Sunday, July 20, 2025

Finding Meaning

Two things came across my radar recently; cks talking about Job Vs Career, which is an old post, and apenwarr talking about Billionaire Math, which is not.  They’re very different, but they both give me the same “meaning of life” vibes, so let’s talk about that.

“Where am I going?” and “What do I do now that I have all this money?” are sort of the same question, just from different angles.  It’s a spiritual question, because the process of answering it has the shape of a spiritual journey.

What do you really, truly want?

It’s really hard to untangle from what everyone thinks we should want!  It’s a question that comes down to values and worth, and it takes time to uncover those values.  It takes thought, grit, commitment.  It takes looking inward to our own expectations, and deciding whether we need to hold onto those.

Sunday, July 6, 2025

There’s No HealthScore™

I don’t know who needs to hear this today, but there’s no single number that defines “healthy.”

Weight and BMI don’t work.  Total cholesterol, LDL, nor triglycerides cover it.  Blood glucose or A1c, as useful as they are for diabetes, do not have specific “Health” levels.  Exercise isn’t magic, either; there’s no step count or bike computer statistic that indicates perfection.

These are all data points in a larger picture, and should be regarded as a holistic output.  There is a complex, interlinked system regulating it all, and trying to directly change one of the outputs is not likely to be helpful or sustainable.  At least, not if I don’t have a disease that is specifically related to those markers.

It took all my willpower, but I finally quit dieting.

I don’t have anything else.  There’s no general advice I can give on diet, exercise, or health care that I can be confident I will be able to stand behind for even five years.  The science isn’t there to give anyone (me included) individualized advice.  Regardless, the limited hypothesis of “there is no silver bullet to health” should withstand the test of time.  I can hope.

Sunday, June 22, 2025

Early Thoughts on Coding with an LLM

I temporarily displaced my misgivings about the Plagiarism Machine That Also Destroys Earth.  Since I haven’t yet spent a full week working with it, I have some first impressions only:

  1. All generators have the highest accuracy on the smallest tasks, where they are the least useful.
  2. The tools all seem to prefer the same model, so there’s less differentiation than one might hope for. Nothing is worse… but nothing is better.
  3. Writing a good prompt takes a lot of planning.
  4. Every change must be tediously reviewed.  This includes every tab-completable inline suggestion in the editor.
  5. Junie is not actually integrated very deeply into PHPStorm.
  6. Agent mode is full-on Sorcerer’s Apprentice.  One must always be standing by on the “Emergency Stop – Never Use” button.
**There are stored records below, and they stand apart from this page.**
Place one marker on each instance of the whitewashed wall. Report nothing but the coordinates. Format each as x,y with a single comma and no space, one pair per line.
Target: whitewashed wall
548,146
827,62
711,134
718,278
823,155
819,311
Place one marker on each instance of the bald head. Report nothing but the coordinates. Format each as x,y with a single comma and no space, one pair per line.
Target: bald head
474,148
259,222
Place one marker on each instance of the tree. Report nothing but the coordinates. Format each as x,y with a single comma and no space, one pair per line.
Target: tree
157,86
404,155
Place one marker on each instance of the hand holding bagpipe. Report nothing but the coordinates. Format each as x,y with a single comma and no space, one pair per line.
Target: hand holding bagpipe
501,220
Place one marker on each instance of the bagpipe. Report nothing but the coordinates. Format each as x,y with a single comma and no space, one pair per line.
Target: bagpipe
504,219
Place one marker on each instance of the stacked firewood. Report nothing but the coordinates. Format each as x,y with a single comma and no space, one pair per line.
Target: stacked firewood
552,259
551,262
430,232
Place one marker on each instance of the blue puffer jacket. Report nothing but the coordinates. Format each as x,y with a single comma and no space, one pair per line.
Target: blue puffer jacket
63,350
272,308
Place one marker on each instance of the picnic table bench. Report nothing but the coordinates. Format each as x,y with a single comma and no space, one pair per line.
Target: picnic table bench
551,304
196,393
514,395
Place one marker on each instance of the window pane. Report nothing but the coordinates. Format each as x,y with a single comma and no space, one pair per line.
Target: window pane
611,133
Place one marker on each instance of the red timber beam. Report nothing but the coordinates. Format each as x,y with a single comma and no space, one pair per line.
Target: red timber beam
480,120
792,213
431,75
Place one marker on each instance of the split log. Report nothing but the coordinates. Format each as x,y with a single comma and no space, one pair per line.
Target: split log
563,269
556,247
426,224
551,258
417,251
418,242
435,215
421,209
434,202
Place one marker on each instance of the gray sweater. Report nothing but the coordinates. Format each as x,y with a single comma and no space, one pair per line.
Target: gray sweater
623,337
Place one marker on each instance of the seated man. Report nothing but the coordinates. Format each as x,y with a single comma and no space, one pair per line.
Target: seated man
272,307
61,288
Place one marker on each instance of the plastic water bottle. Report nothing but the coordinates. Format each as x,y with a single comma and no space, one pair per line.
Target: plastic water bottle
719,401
Due to homogenous model choices, UI is an important differentiator right now.  Using Control+Backslash to generate code in PHPStorm makes for results that are difficult for me to understand, because the diff is in character mode.  Cursor is much better at this, with line diffs.

As for Junie’s lack of integration, it failed to recognize «run the "foo api unit tests"» as an instruction to run the pre-existing test configuration named “foo api unit tests”.  I let it try running foo api unit tests in the terminal to see what it would do.  After getting a command-not-found error, it attempted to find any test that it could run, and try running that instead.  Fortunately, it needed permission to run further off the rails, so I denied it.

Summary

As for the overall experience…

The LLM removes the fun part of programming, the writing of the code, leaving the planning and debugging parts I am less fond of.  The incessant demands for attention from inline suggestions also fundamentally block entering a flow state. Meanwhile, hallucinations are always trying to stab me in the back; there is absolutely no meta-analysis of whether the prompt itself is misguided.

I don’t even see these tools as useful for exploring unfamiliar code.  My IDE already has a set of tools for that; like Find in Files, Go to Definition, and Find References/Usages.  Since these aren’t constrained to a sidebar, the results are also far more usable.

Even if it had no downsides, at first blush, the (paid) systems still rate a solid “meh.”